Obstacle Street may be underpricing a risk associated with the next Federal Reserve meeting on interest rates.
According to Richard Bernstein Advisors’ Michael Contopoulos, it may wake up down to President-elect Joe Biden’s pick for Treasury secretary: former Fed Chair Janet Yellen.
Contopoulos speculates the Fed could see her meeting as a dovish influence and it may overcompensate — essentially changing its typical behavior.
“What you could have is a situation where Moderate [Jerome] Powell tries to get Congress to act on a large stimulus package and doesn’t necessarily sound as dovish as what the buy expects,” the firm’s director of fixed income told CNBC’s “Trading Nation” on Thursday. “That’s a tail imperil.”
Contopoulos, Bank of America Merrill Lynch’s former head of high yield strategy, noted it’s not his base patient. But he said he believes it’s a risk investors should take seriously because the low probability event could set off a temporary rage in rates.
“It’s certainly something the market isn’t talking about. So, I think it’s going to be an interesting meeting,” he said. “It’s something you often want to keep your eye on.”
Why rates may not roar back
Longer-term, Contopoulos is confident interest rates are on an upward flight path as the economy recovers. He believes Capitol Hill will pass another round of massive virus relief.
“You cause fiscal stimulus talks starting to accelerate, and you have positive news around a vaccine,” Contopoulos said. “Much of this is justifiable the growth story for 2021, and the Treasury market is starting to price that in somewhere similar to what stocks be undergoing already done.”

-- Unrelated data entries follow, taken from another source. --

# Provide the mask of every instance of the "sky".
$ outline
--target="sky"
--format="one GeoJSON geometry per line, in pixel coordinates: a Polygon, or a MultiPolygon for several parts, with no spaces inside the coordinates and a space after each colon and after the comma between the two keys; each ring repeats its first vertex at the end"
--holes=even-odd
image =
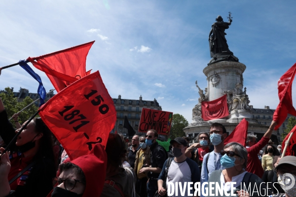
{"type": "MultiPolygon", "coordinates": [[[[155,98],[189,123],[199,97],[195,82],[207,86],[203,69],[218,15],[226,22],[232,13],[225,36],[247,66],[244,88],[254,108],[276,108],[277,81],[296,62],[295,1],[3,0],[1,5],[0,66],[96,40],[86,70],[100,71],[112,98],[155,98]]],[[[47,91],[53,89],[29,65],[47,91]]],[[[0,90],[7,87],[37,93],[38,83],[16,66],[2,71],[0,90]]]]}

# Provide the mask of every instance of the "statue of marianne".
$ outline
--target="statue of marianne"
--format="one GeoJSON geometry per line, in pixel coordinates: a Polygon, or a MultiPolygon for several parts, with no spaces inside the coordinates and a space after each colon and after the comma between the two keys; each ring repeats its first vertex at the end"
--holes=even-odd
{"type": "Polygon", "coordinates": [[[212,26],[212,30],[209,35],[209,41],[210,42],[210,51],[211,57],[212,58],[217,53],[225,52],[233,53],[228,49],[227,41],[225,38],[225,30],[229,28],[229,26],[231,24],[232,20],[229,12],[229,23],[223,21],[221,16],[218,16],[216,18],[216,22],[212,26]]]}

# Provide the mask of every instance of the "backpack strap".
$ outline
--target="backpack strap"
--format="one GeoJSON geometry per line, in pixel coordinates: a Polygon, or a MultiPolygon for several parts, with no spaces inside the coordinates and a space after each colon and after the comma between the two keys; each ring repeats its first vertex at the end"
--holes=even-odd
{"type": "Polygon", "coordinates": [[[121,197],[124,197],[124,195],[122,193],[121,190],[117,185],[115,183],[115,182],[111,180],[105,180],[105,183],[106,184],[109,184],[111,187],[113,187],[115,190],[117,191],[121,196],[121,197]]]}

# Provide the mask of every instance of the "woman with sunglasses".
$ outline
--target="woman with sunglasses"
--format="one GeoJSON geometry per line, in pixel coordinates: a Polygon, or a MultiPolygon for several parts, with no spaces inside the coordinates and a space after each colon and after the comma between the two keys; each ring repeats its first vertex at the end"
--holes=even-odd
{"type": "MultiPolygon", "coordinates": [[[[58,176],[52,180],[54,188],[47,197],[100,197],[105,182],[107,158],[104,146],[96,144],[89,155],[65,161],[60,165],[58,176]]],[[[10,167],[7,153],[3,154],[0,160],[0,197],[16,197],[16,193],[10,191],[7,179],[10,167]]],[[[30,197],[26,193],[21,196],[30,197]]]]}
{"type": "MultiPolygon", "coordinates": [[[[5,143],[8,145],[20,130],[16,130],[8,121],[0,98],[0,135],[5,143]]],[[[41,118],[34,118],[10,147],[11,168],[8,176],[16,197],[24,197],[24,194],[31,197],[46,197],[52,190],[56,164],[51,135],[41,118]]]]}
{"type": "Polygon", "coordinates": [[[217,190],[218,195],[215,195],[216,197],[229,196],[231,194],[239,197],[268,196],[266,186],[261,184],[262,180],[256,174],[245,170],[248,159],[248,152],[245,147],[238,143],[230,142],[224,147],[221,155],[222,157],[220,162],[225,169],[215,170],[210,175],[208,183],[215,182],[215,184],[210,188],[208,186],[209,195],[216,194],[216,190],[219,187],[223,188],[223,191],[221,194],[217,190]],[[235,189],[233,191],[231,191],[231,183],[235,189]],[[249,187],[251,189],[248,189],[249,187]]]}

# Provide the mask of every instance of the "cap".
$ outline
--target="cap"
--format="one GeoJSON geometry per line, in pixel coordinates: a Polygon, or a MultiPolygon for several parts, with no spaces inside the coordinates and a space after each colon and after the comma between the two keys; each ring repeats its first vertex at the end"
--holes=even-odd
{"type": "Polygon", "coordinates": [[[278,169],[279,167],[283,164],[290,164],[296,166],[296,157],[290,156],[284,157],[281,159],[281,160],[279,162],[279,164],[276,166],[275,169],[278,169]]]}
{"type": "Polygon", "coordinates": [[[172,144],[174,142],[177,142],[179,144],[182,144],[184,146],[187,146],[187,141],[182,137],[178,137],[172,140],[171,140],[170,144],[172,144]]]}

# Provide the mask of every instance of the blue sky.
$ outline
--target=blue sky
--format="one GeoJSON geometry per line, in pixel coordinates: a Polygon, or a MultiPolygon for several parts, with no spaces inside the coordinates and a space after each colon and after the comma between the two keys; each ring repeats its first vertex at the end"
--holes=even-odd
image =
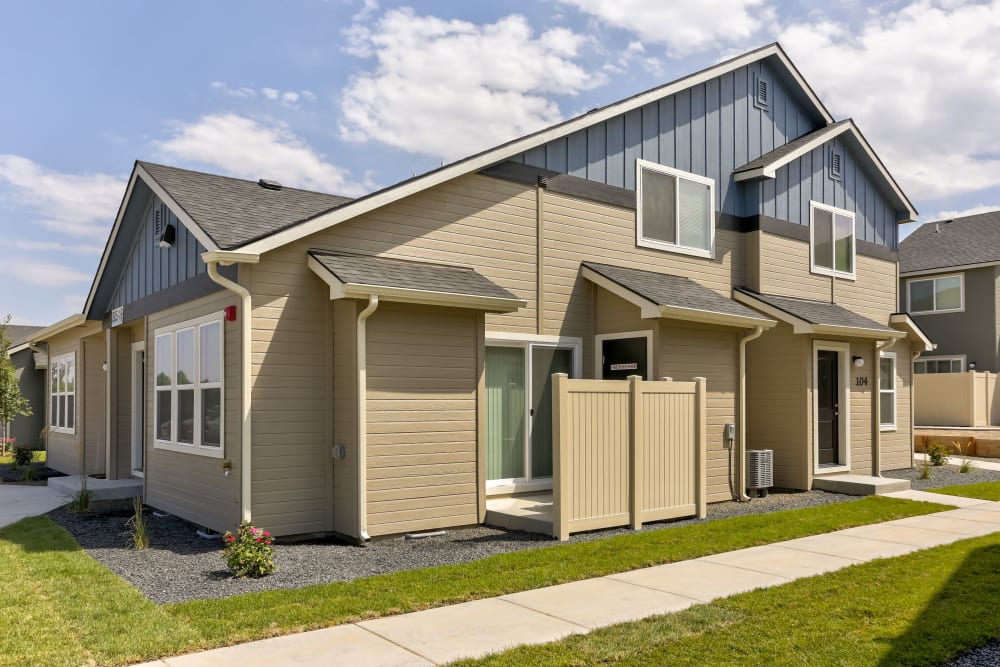
{"type": "Polygon", "coordinates": [[[1000,0],[828,4],[12,3],[0,314],[81,310],[136,159],[360,194],[776,40],[922,221],[1000,208],[1000,0]]]}

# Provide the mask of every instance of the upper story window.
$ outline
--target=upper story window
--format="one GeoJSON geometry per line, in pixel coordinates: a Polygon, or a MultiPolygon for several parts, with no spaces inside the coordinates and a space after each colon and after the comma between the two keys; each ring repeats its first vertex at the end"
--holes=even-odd
{"type": "Polygon", "coordinates": [[[809,202],[810,268],[813,273],[854,279],[854,214],[809,202]]]}
{"type": "Polygon", "coordinates": [[[907,312],[958,313],[965,310],[965,281],[961,273],[933,278],[913,278],[906,283],[907,312]]]}
{"type": "Polygon", "coordinates": [[[49,361],[49,426],[56,433],[76,428],[76,354],[70,352],[49,361]]]}
{"type": "Polygon", "coordinates": [[[222,320],[189,320],[155,336],[154,446],[221,457],[222,320]]]}
{"type": "Polygon", "coordinates": [[[645,160],[636,167],[636,244],[712,257],[715,182],[645,160]]]}

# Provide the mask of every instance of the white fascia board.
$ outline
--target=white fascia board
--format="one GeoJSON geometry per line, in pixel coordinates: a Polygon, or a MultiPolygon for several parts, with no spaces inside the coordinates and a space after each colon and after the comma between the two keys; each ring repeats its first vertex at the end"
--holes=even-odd
{"type": "Polygon", "coordinates": [[[380,190],[371,195],[344,204],[329,213],[324,213],[323,215],[317,216],[293,227],[289,227],[288,229],[272,234],[266,238],[248,243],[247,245],[241,247],[240,250],[243,252],[257,254],[263,254],[269,250],[274,250],[275,248],[297,241],[301,238],[309,236],[310,234],[315,234],[316,232],[340,224],[345,220],[350,220],[351,218],[355,218],[364,213],[368,213],[369,211],[381,208],[382,206],[386,206],[387,204],[391,204],[392,202],[403,199],[404,197],[408,197],[428,188],[440,185],[441,183],[450,181],[459,176],[474,173],[492,164],[513,157],[518,153],[523,153],[554,139],[568,136],[577,130],[590,127],[596,123],[604,122],[609,118],[627,113],[633,109],[638,109],[646,104],[649,104],[650,102],[673,95],[674,93],[686,90],[700,83],[704,83],[717,76],[739,69],[740,67],[745,67],[751,63],[764,60],[770,56],[775,56],[781,61],[791,74],[792,78],[794,78],[799,84],[803,94],[805,94],[806,98],[813,104],[816,112],[821,115],[827,123],[833,123],[833,116],[830,115],[830,112],[827,111],[826,107],[824,107],[819,101],[819,98],[816,97],[816,94],[805,82],[805,79],[802,78],[802,75],[799,74],[798,70],[795,69],[795,66],[792,65],[791,60],[788,59],[785,52],[777,44],[771,44],[761,49],[757,49],[756,51],[745,53],[732,60],[715,65],[714,67],[702,70],[701,72],[696,72],[683,79],[674,81],[673,83],[668,83],[664,86],[660,86],[659,88],[654,88],[653,90],[630,97],[626,100],[622,100],[621,102],[596,109],[590,113],[584,114],[583,116],[578,116],[577,118],[566,121],[565,123],[542,130],[541,132],[537,132],[520,139],[515,139],[514,141],[489,149],[477,155],[464,158],[448,166],[431,171],[422,176],[418,176],[417,178],[404,181],[397,185],[389,186],[384,190],[380,190]]]}

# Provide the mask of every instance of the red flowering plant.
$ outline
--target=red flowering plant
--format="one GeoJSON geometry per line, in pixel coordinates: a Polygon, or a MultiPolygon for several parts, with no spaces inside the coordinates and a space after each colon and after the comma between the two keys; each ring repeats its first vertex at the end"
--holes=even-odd
{"type": "Polygon", "coordinates": [[[222,557],[233,576],[263,577],[274,572],[274,538],[266,530],[244,521],[235,534],[226,531],[222,542],[222,557]]]}

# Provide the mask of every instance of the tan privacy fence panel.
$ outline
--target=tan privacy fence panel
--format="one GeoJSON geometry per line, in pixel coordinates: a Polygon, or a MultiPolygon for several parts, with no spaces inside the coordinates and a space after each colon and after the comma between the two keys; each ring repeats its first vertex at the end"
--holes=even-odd
{"type": "Polygon", "coordinates": [[[705,380],[553,376],[553,536],[705,515],[705,380]]]}
{"type": "Polygon", "coordinates": [[[913,376],[917,426],[1000,426],[996,373],[913,376]]]}

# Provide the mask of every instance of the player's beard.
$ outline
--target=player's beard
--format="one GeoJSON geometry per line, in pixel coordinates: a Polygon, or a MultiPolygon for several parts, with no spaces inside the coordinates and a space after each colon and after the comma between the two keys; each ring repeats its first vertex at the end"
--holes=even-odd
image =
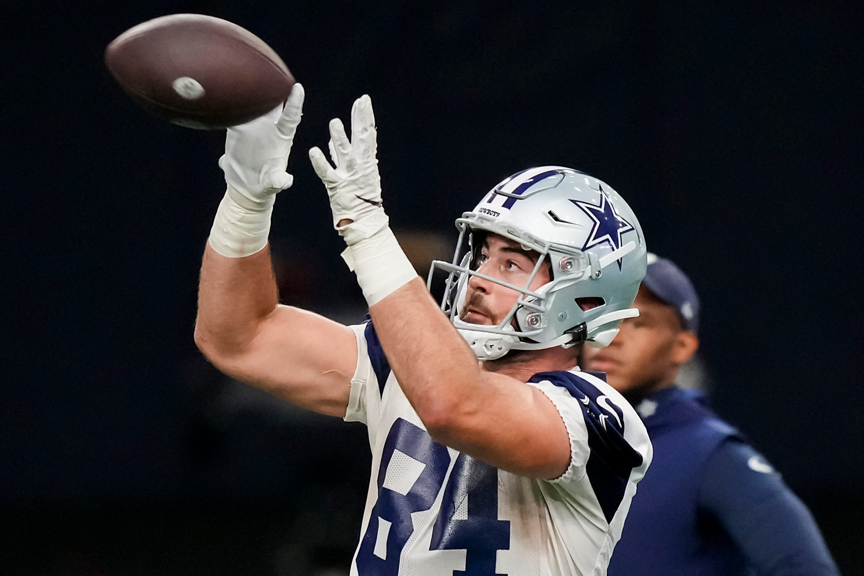
{"type": "Polygon", "coordinates": [[[479,322],[471,322],[471,320],[467,320],[466,316],[468,313],[468,308],[473,308],[477,312],[484,314],[489,320],[492,323],[492,326],[496,326],[498,322],[495,321],[495,316],[487,308],[483,302],[483,294],[480,292],[473,292],[470,296],[466,297],[465,303],[462,305],[462,309],[459,313],[459,320],[463,322],[469,322],[472,324],[479,324],[479,322]]]}

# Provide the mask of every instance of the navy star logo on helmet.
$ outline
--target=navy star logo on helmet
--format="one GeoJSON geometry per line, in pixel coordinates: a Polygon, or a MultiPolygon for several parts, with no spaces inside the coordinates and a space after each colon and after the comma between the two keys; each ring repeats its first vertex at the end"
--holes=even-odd
{"type": "MultiPolygon", "coordinates": [[[[609,201],[602,186],[600,187],[600,205],[581,200],[570,201],[581,208],[594,220],[591,233],[582,246],[583,250],[604,242],[608,242],[612,245],[612,250],[616,250],[621,247],[621,234],[635,230],[632,225],[615,212],[615,206],[609,201]]],[[[618,261],[618,269],[621,269],[620,260],[618,261]]]]}

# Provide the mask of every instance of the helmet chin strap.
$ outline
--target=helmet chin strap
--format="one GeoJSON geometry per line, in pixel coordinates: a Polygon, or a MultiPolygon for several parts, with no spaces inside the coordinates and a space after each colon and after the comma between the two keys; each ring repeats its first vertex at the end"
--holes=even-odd
{"type": "Polygon", "coordinates": [[[458,318],[454,320],[454,326],[456,326],[456,330],[465,341],[468,343],[471,346],[471,350],[474,352],[474,356],[480,362],[485,360],[497,360],[501,358],[513,348],[514,345],[518,344],[519,339],[518,339],[515,334],[513,336],[504,336],[502,334],[491,334],[487,332],[480,332],[480,330],[472,330],[471,325],[467,322],[463,322],[458,318]]]}
{"type": "MultiPolygon", "coordinates": [[[[599,276],[600,270],[615,262],[616,260],[624,257],[626,255],[632,252],[636,248],[636,243],[628,242],[625,245],[621,246],[616,250],[607,254],[602,258],[599,258],[598,261],[598,269],[594,270],[594,274],[599,276]]],[[[466,285],[465,282],[459,288],[459,292],[456,295],[456,309],[457,311],[461,311],[462,307],[465,305],[466,297],[466,285]]],[[[639,311],[637,308],[626,308],[624,310],[615,310],[613,312],[608,312],[605,314],[601,314],[597,318],[588,320],[585,323],[585,331],[583,333],[591,333],[592,330],[599,328],[605,324],[609,324],[611,322],[615,322],[617,320],[622,320],[626,318],[636,318],[639,315],[639,311]]],[[[492,334],[487,332],[481,332],[480,330],[473,329],[473,325],[469,322],[465,322],[461,320],[458,316],[453,320],[454,326],[462,338],[465,339],[468,345],[471,346],[471,350],[473,351],[474,355],[477,359],[480,362],[486,360],[497,360],[503,356],[505,356],[511,350],[545,350],[547,348],[555,348],[556,346],[567,346],[568,345],[577,344],[574,342],[574,335],[572,333],[565,333],[557,338],[552,339],[549,342],[523,342],[517,335],[516,331],[513,330],[512,326],[507,326],[502,328],[507,332],[512,332],[513,335],[509,334],[492,334]]],[[[612,340],[618,335],[619,329],[610,328],[608,330],[604,330],[599,332],[595,332],[591,339],[586,340],[586,343],[594,347],[605,348],[612,343],[612,340]]]]}

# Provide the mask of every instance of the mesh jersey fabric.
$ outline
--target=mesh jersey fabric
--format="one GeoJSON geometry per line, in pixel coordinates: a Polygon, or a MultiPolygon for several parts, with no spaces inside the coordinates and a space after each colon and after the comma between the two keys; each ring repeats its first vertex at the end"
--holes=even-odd
{"type": "Polygon", "coordinates": [[[366,424],[372,473],[353,576],[603,576],[651,459],[645,427],[600,378],[543,372],[528,385],[571,444],[560,478],[499,470],[435,442],[390,370],[371,322],[345,419],[366,424]]]}

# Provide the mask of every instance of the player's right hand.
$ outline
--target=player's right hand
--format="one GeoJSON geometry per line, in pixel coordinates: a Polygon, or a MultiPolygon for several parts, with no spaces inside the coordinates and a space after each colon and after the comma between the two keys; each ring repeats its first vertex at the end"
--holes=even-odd
{"type": "Polygon", "coordinates": [[[290,187],[288,155],[302,116],[305,91],[295,84],[285,106],[279,105],[261,117],[228,129],[225,155],[219,168],[225,172],[228,195],[244,208],[266,210],[276,193],[290,187]]]}

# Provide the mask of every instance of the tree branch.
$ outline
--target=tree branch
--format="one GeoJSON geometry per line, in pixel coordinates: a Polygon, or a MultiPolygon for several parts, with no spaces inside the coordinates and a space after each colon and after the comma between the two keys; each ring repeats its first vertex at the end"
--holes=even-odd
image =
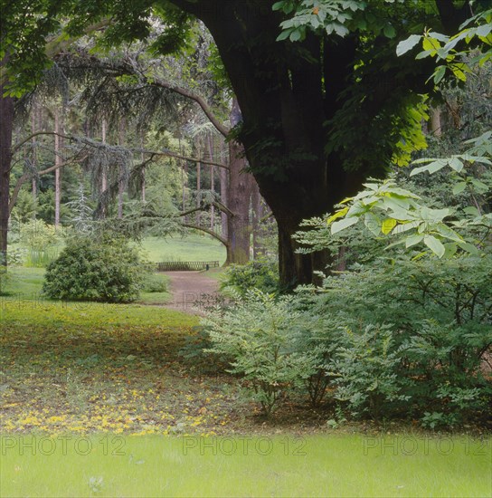
{"type": "MultiPolygon", "coordinates": [[[[74,162],[83,161],[87,156],[84,156],[83,158],[71,158],[69,161],[65,161],[62,164],[58,164],[56,166],[52,166],[51,168],[48,168],[46,169],[43,169],[42,171],[38,171],[37,176],[42,177],[43,175],[47,175],[48,173],[52,173],[52,171],[55,171],[56,169],[60,169],[61,168],[63,168],[64,166],[68,166],[69,164],[73,164],[74,162]]],[[[15,202],[17,201],[17,197],[19,196],[19,192],[21,191],[21,188],[24,182],[32,177],[32,173],[29,171],[26,171],[22,175],[22,177],[19,177],[17,182],[15,183],[15,187],[14,187],[14,191],[12,192],[12,196],[10,196],[10,200],[8,203],[8,213],[9,215],[12,215],[12,211],[14,209],[14,206],[15,206],[15,202]]]]}
{"type": "Polygon", "coordinates": [[[144,76],[144,78],[146,78],[146,82],[147,84],[153,84],[155,86],[166,88],[167,90],[175,91],[179,95],[182,95],[183,97],[185,97],[186,99],[194,101],[202,108],[202,110],[205,113],[205,116],[209,119],[210,122],[215,127],[215,129],[224,137],[227,137],[229,135],[230,129],[227,127],[223,126],[221,121],[213,115],[210,106],[201,95],[194,93],[193,91],[179,87],[177,85],[172,85],[160,79],[154,79],[152,82],[149,83],[147,78],[146,76],[144,76]]]}
{"type": "Polygon", "coordinates": [[[202,232],[204,232],[205,234],[208,234],[209,235],[212,235],[213,238],[217,239],[219,242],[222,242],[226,247],[229,246],[229,243],[226,239],[221,237],[221,235],[217,235],[215,232],[211,230],[210,228],[207,228],[206,226],[200,226],[199,225],[192,225],[190,223],[183,223],[183,226],[185,226],[186,228],[193,228],[194,230],[201,230],[202,232]]]}
{"type": "Polygon", "coordinates": [[[184,161],[190,161],[194,163],[201,163],[201,164],[206,164],[208,166],[216,166],[218,168],[222,168],[224,169],[229,169],[229,167],[225,164],[216,163],[214,161],[207,161],[204,159],[197,159],[196,158],[188,158],[186,156],[181,156],[180,154],[176,154],[175,152],[172,152],[171,150],[163,150],[161,152],[157,152],[156,150],[147,150],[145,148],[133,148],[132,151],[134,152],[139,152],[140,154],[153,154],[155,156],[166,156],[167,158],[175,158],[175,159],[183,159],[184,161]]]}
{"type": "Polygon", "coordinates": [[[15,144],[12,147],[12,154],[15,154],[19,148],[25,143],[31,141],[35,137],[38,137],[39,135],[56,135],[57,137],[61,137],[62,139],[68,139],[69,140],[75,139],[75,137],[73,135],[64,135],[62,133],[56,133],[55,131],[36,131],[36,133],[32,133],[29,135],[26,139],[19,142],[18,144],[15,144]]]}

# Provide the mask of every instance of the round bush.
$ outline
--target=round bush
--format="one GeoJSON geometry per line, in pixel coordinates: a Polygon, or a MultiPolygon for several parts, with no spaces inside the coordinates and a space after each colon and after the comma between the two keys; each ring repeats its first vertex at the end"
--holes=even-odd
{"type": "Polygon", "coordinates": [[[52,299],[128,302],[138,297],[145,275],[137,251],[125,240],[76,238],[48,266],[43,292],[52,299]]]}

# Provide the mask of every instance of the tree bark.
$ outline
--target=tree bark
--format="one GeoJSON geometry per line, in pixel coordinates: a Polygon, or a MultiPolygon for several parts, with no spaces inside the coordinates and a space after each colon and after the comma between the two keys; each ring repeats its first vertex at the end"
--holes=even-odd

Contopoulos’ forecast calls for higher rates, but he doesn’t expect them to move higher in a respectable line or roar back.
He predicts the benchmark 10-year Treasury Note yield will end the year around 1% due to tug-and-pull venture surrounding the current virus situation. Next year, he sees the yield running into resistance around 1.20%.
On Thursday, it cramped at 0.91%. The 10-year yield is now up 47% since early September.